On 10/22/2015 12:59 AM, Henrik Austad wrote:
> On Wed, Oct 21, 2015 at 05:07:48PM -0500, Jonathan David wrote:
>> There is a noticeable impact on determinism when a large number of
>> writes are flushed. Writes to the hardware registers are sent across
>> the PCI bus and take a significant amount of time to complete after
>> a flush, which causes high priority tasks (including interrupts) to
>> be delayed.
>
> Do you see this in the entire system, or on the core where the write was
> triggered?

Only on the core where the writes are issued.
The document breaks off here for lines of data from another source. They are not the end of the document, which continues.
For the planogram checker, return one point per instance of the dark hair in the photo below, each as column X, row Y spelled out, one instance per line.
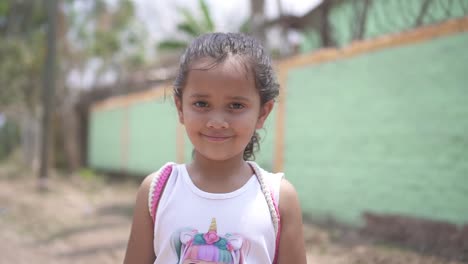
column 219, row 47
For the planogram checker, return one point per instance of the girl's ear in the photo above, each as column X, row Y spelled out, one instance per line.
column 265, row 110
column 178, row 103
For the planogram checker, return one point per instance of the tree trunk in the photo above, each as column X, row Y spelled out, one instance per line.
column 257, row 19
column 361, row 17
column 422, row 12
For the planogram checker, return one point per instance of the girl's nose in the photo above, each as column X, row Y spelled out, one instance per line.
column 217, row 122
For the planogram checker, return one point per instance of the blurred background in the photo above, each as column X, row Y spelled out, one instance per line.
column 371, row 125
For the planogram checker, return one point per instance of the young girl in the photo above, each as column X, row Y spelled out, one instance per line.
column 219, row 208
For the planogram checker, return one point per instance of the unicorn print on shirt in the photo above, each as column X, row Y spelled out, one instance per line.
column 209, row 248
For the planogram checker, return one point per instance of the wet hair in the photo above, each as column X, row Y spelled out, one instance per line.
column 247, row 50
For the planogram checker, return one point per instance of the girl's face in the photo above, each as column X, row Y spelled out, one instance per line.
column 221, row 109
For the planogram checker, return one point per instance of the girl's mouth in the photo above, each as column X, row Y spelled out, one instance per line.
column 216, row 138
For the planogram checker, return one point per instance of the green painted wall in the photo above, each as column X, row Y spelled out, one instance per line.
column 385, row 132
column 139, row 138
column 105, row 139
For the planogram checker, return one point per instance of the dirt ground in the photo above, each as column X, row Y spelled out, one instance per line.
column 86, row 219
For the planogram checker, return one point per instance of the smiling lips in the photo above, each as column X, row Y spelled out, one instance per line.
column 216, row 138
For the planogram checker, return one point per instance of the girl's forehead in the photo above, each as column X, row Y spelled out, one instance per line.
column 228, row 76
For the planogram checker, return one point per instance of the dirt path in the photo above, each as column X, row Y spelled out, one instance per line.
column 88, row 221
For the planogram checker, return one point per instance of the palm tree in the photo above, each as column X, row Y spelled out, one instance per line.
column 190, row 27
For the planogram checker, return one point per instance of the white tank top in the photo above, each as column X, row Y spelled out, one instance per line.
column 193, row 225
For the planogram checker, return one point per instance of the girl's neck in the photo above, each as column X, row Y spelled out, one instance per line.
column 219, row 176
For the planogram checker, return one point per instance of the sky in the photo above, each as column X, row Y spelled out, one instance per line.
column 160, row 18
column 161, row 15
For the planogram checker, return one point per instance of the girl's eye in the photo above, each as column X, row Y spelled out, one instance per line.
column 236, row 106
column 200, row 104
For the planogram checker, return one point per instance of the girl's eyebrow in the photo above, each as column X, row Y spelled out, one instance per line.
column 239, row 98
column 197, row 95
column 235, row 98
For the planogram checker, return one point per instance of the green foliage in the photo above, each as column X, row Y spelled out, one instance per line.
column 22, row 53
column 190, row 27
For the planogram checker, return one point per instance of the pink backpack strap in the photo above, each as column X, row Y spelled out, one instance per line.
column 157, row 187
column 272, row 206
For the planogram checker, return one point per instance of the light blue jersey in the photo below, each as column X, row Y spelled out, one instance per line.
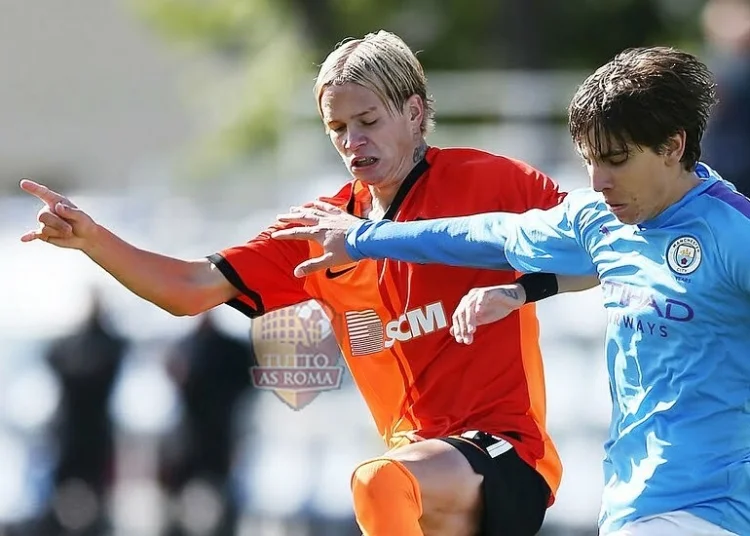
column 677, row 293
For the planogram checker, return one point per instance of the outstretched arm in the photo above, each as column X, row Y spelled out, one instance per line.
column 486, row 305
column 475, row 241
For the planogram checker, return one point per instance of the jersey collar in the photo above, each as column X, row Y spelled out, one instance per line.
column 360, row 194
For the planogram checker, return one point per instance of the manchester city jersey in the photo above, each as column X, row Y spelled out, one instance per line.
column 677, row 292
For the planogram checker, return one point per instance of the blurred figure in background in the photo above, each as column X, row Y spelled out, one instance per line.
column 726, row 145
column 211, row 373
column 86, row 364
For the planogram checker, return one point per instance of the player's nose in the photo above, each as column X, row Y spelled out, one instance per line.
column 600, row 179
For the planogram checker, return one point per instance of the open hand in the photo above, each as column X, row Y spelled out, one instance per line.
column 485, row 305
column 323, row 223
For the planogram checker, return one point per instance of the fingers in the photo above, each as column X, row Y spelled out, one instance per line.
column 40, row 191
column 53, row 226
column 308, row 219
column 322, row 206
column 462, row 328
column 296, row 233
column 54, row 223
column 311, row 266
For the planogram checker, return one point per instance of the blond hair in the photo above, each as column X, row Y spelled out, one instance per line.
column 382, row 63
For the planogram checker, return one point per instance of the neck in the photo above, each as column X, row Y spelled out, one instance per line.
column 384, row 194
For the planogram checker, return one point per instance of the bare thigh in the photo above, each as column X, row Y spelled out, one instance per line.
column 451, row 490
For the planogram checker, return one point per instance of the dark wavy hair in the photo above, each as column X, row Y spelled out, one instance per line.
column 644, row 96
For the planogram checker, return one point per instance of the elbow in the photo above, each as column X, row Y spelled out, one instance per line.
column 185, row 304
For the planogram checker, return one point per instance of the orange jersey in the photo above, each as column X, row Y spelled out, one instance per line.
column 392, row 319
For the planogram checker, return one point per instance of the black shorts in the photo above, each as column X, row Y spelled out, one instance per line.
column 515, row 496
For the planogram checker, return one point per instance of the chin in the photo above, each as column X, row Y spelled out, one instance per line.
column 369, row 178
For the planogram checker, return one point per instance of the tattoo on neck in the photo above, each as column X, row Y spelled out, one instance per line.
column 419, row 152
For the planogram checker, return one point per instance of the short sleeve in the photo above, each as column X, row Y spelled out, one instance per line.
column 553, row 240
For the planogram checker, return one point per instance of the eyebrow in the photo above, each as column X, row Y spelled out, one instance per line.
column 356, row 116
column 613, row 153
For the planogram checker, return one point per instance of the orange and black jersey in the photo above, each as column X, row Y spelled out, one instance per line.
column 392, row 318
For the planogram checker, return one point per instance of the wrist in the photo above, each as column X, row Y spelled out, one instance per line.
column 352, row 247
column 537, row 286
column 92, row 244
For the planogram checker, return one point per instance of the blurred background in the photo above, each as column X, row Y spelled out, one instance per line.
column 185, row 126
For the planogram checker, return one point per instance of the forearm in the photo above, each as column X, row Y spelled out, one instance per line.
column 539, row 286
column 473, row 241
column 576, row 283
column 180, row 287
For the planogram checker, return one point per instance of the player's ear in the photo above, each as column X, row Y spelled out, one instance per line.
column 674, row 148
column 414, row 110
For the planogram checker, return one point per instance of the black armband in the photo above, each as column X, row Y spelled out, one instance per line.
column 538, row 286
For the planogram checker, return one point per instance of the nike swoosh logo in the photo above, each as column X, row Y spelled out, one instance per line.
column 330, row 274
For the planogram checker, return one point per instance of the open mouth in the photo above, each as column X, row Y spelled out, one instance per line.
column 363, row 162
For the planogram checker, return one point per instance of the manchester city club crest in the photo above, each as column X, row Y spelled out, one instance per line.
column 297, row 354
column 684, row 255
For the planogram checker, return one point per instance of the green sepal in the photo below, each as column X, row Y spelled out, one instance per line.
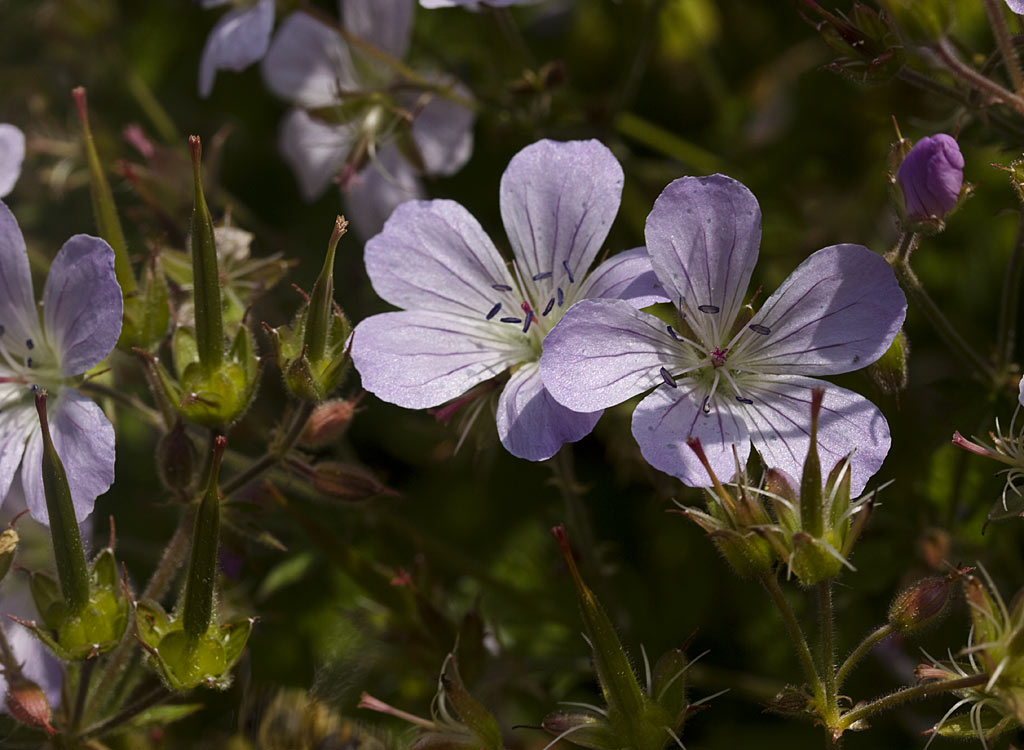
column 476, row 718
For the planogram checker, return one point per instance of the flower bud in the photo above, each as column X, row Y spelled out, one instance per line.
column 931, row 178
column 923, row 603
column 890, row 371
column 27, row 702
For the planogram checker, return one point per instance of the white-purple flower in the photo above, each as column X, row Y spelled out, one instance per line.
column 348, row 109
column 11, row 156
column 718, row 375
column 240, row 38
column 78, row 328
column 468, row 317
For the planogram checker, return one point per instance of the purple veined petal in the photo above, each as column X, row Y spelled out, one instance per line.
column 530, row 423
column 603, row 351
column 308, row 63
column 779, row 422
column 702, row 236
column 385, row 24
column 84, row 440
column 433, row 255
column 379, row 189
column 423, row 359
column 18, row 320
column 838, row 311
column 82, row 304
column 239, row 39
column 558, row 201
column 11, row 156
column 626, row 276
column 443, row 133
column 17, row 422
column 664, row 421
column 313, row 150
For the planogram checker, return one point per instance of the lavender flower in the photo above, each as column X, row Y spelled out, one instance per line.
column 240, row 38
column 467, row 318
column 931, row 177
column 350, row 111
column 720, row 375
column 11, row 155
column 81, row 322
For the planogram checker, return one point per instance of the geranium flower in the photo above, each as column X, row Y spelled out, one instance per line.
column 351, row 112
column 240, row 38
column 468, row 318
column 11, row 156
column 719, row 375
column 81, row 322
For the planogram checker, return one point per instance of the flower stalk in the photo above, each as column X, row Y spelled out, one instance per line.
column 68, row 552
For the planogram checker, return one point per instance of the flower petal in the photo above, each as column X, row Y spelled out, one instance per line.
column 378, row 190
column 530, row 423
column 308, row 63
column 84, row 440
column 18, row 321
column 11, row 156
column 665, row 419
column 17, row 422
column 626, row 276
column 82, row 304
column 313, row 150
column 558, row 201
column 385, row 24
column 443, row 133
column 240, row 38
column 434, row 255
column 419, row 360
column 702, row 236
column 603, row 351
column 779, row 421
column 838, row 311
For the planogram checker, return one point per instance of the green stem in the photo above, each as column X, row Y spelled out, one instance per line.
column 274, row 454
column 869, row 641
column 948, row 56
column 1000, row 31
column 912, row 286
column 826, row 623
column 1010, row 301
column 910, row 694
column 770, row 582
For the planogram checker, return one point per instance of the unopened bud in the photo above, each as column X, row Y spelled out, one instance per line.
column 27, row 702
column 8, row 545
column 328, row 422
column 923, row 603
column 890, row 371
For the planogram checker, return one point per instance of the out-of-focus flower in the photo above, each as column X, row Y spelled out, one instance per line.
column 11, row 156
column 81, row 322
column 240, row 38
column 467, row 318
column 355, row 121
column 931, row 177
column 724, row 374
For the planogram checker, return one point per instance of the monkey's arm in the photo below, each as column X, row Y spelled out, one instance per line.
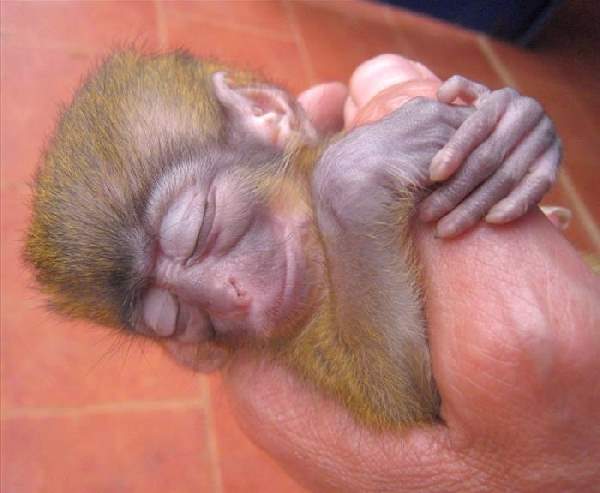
column 363, row 191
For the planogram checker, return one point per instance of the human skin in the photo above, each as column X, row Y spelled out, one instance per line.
column 513, row 326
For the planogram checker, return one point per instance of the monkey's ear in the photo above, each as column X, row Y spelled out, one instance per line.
column 264, row 111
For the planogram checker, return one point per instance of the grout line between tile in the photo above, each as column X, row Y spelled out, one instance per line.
column 587, row 220
column 300, row 42
column 581, row 211
column 112, row 408
column 211, row 436
column 162, row 33
column 494, row 60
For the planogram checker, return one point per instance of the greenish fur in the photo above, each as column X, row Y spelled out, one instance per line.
column 83, row 248
column 356, row 365
column 88, row 209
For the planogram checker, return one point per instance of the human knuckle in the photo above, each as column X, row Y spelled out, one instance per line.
column 508, row 93
column 486, row 157
column 508, row 177
column 457, row 79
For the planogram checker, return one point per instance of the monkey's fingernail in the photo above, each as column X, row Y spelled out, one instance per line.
column 497, row 215
column 440, row 166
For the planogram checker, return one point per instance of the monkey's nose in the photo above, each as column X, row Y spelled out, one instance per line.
column 229, row 300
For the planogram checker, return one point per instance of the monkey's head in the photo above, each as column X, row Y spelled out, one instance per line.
column 166, row 207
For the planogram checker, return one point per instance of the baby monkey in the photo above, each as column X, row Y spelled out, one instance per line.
column 197, row 205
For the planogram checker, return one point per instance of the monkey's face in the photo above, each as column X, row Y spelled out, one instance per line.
column 229, row 259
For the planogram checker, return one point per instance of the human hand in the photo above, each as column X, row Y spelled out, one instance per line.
column 515, row 345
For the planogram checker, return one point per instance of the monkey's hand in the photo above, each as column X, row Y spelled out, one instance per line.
column 499, row 163
column 360, row 175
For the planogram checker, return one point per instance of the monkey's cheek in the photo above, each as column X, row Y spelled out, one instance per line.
column 204, row 358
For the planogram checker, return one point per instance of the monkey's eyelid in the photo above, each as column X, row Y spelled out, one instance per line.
column 204, row 232
column 197, row 241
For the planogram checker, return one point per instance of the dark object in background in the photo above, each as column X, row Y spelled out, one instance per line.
column 514, row 20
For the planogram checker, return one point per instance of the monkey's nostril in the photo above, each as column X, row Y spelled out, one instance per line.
column 239, row 291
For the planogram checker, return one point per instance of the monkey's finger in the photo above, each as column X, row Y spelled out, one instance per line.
column 460, row 87
column 474, row 131
column 530, row 190
column 483, row 161
column 526, row 154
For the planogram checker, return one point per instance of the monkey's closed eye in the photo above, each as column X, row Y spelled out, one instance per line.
column 161, row 312
column 201, row 245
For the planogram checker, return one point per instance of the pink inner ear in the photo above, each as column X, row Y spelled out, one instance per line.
column 267, row 100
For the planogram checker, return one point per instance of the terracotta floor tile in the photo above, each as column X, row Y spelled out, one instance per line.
column 47, row 361
column 34, row 82
column 337, row 41
column 539, row 77
column 50, row 363
column 266, row 17
column 90, row 26
column 444, row 48
column 278, row 59
column 133, row 452
column 244, row 467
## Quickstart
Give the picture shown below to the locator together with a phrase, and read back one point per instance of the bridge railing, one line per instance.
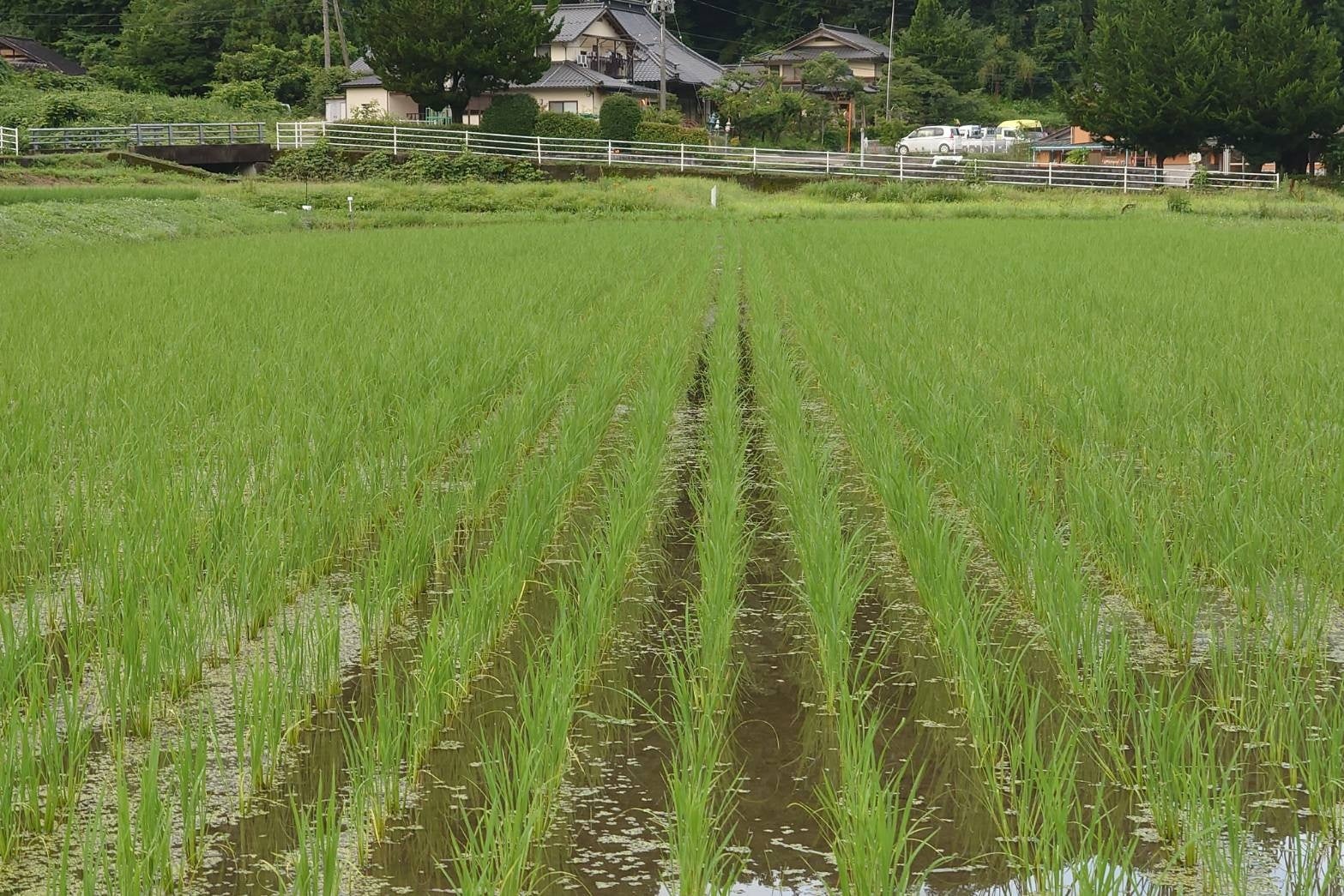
(397, 139)
(191, 133)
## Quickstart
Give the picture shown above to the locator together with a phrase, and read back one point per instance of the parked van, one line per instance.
(938, 139)
(1018, 129)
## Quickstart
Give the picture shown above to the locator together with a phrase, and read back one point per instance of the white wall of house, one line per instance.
(585, 102)
(394, 105)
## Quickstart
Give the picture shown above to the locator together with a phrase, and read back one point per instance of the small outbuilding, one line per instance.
(24, 54)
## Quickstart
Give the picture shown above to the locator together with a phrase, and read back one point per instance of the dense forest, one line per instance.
(1159, 74)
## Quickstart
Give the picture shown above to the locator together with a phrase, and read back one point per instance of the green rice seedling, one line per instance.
(316, 868)
(524, 768)
(190, 762)
(875, 834)
(702, 670)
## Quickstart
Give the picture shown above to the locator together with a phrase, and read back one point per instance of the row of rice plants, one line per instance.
(523, 770)
(137, 660)
(703, 672)
(388, 749)
(871, 815)
(1033, 550)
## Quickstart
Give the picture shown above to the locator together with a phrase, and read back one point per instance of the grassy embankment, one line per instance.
(87, 199)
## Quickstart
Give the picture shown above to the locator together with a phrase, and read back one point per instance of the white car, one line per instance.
(936, 139)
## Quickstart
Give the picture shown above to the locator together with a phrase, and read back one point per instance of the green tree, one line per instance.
(948, 43)
(1156, 75)
(1059, 40)
(170, 45)
(284, 73)
(1287, 82)
(919, 96)
(443, 52)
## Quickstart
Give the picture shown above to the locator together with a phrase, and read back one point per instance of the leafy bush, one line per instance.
(658, 132)
(663, 117)
(374, 165)
(322, 163)
(1178, 201)
(514, 113)
(620, 117)
(46, 99)
(310, 163)
(568, 123)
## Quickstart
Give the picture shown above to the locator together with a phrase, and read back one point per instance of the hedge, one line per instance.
(620, 117)
(568, 123)
(514, 113)
(322, 161)
(658, 132)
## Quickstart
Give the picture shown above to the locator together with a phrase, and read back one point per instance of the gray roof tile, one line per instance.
(42, 56)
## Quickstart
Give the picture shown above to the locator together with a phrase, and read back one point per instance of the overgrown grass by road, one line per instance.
(120, 201)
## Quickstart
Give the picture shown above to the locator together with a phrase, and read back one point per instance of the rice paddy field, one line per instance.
(713, 556)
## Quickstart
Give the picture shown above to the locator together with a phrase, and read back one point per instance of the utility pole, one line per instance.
(341, 33)
(327, 38)
(663, 9)
(891, 52)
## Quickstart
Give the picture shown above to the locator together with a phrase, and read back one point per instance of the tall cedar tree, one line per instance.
(948, 43)
(1287, 83)
(443, 52)
(1156, 75)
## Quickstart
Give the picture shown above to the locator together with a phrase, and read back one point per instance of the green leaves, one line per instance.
(447, 51)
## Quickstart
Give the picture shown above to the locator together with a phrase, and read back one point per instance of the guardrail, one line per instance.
(149, 135)
(750, 160)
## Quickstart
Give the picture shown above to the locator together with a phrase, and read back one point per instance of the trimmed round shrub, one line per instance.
(512, 113)
(568, 123)
(620, 117)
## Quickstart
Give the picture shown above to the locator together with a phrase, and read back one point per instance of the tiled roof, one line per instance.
(42, 57)
(691, 68)
(633, 18)
(803, 54)
(851, 38)
(570, 74)
(574, 19)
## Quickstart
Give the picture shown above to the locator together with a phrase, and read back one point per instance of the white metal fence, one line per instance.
(151, 135)
(751, 160)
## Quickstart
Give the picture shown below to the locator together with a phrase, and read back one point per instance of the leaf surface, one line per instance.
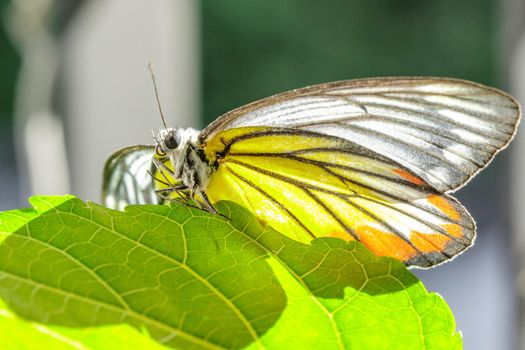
(78, 275)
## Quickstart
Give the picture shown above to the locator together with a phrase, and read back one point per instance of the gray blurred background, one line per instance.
(74, 88)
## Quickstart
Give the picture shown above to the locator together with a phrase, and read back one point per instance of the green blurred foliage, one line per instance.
(252, 49)
(9, 62)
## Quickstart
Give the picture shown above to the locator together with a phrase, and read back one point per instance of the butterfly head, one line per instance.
(171, 141)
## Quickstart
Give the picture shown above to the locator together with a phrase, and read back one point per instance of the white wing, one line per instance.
(126, 178)
(444, 130)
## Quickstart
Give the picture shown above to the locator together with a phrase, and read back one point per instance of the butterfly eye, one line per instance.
(172, 140)
(159, 151)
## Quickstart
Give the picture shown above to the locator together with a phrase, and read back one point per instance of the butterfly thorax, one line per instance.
(190, 171)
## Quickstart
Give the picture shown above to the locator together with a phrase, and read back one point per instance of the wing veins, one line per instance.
(388, 226)
(272, 199)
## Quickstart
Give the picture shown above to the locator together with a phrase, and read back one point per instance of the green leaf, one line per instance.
(75, 275)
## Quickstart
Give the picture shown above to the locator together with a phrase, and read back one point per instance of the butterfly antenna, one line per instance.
(152, 72)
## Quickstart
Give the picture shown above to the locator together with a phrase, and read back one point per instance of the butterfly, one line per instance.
(370, 160)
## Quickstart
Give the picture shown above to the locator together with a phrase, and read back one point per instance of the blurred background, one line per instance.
(74, 87)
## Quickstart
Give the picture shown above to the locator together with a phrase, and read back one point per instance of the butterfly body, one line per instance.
(369, 160)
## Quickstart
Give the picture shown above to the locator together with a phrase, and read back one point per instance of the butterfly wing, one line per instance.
(127, 178)
(308, 185)
(368, 160)
(444, 130)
>> Adding a delay after long series of writes gives them time to
>> complete, and for higher priority tasks to run unimpeded.
>
> Aren't we running with threaded interrupts?
>
> What happens to the thread(s) pushing data to the network?
> What about xmit-buffer once it is full? Which thread will block on send or
> have its sk_buff dropped?

All of this is totally irrelevant to the problem we are seeing.

The e1000x driver itself is not responsible for the delay here. The 
issue is with PCI where issuing a large number of MMIO writes followed 
by a read (to force said writes to execute) will stall the CPU. When the 
CPU is stalled, no interrupts are serviced, including the local apic 
timer interrupt, which was responsible for waking up cyclictest. This 
behavior was observed within traces gathered from cyclictest with ftrace 
enabled.

> I'm not sure if adding random delay and giving an unpredictable impact on
> completely random threads is the best way to solve this..

Agreed, we know that this is a hack. Do you have any better solutions?

- JD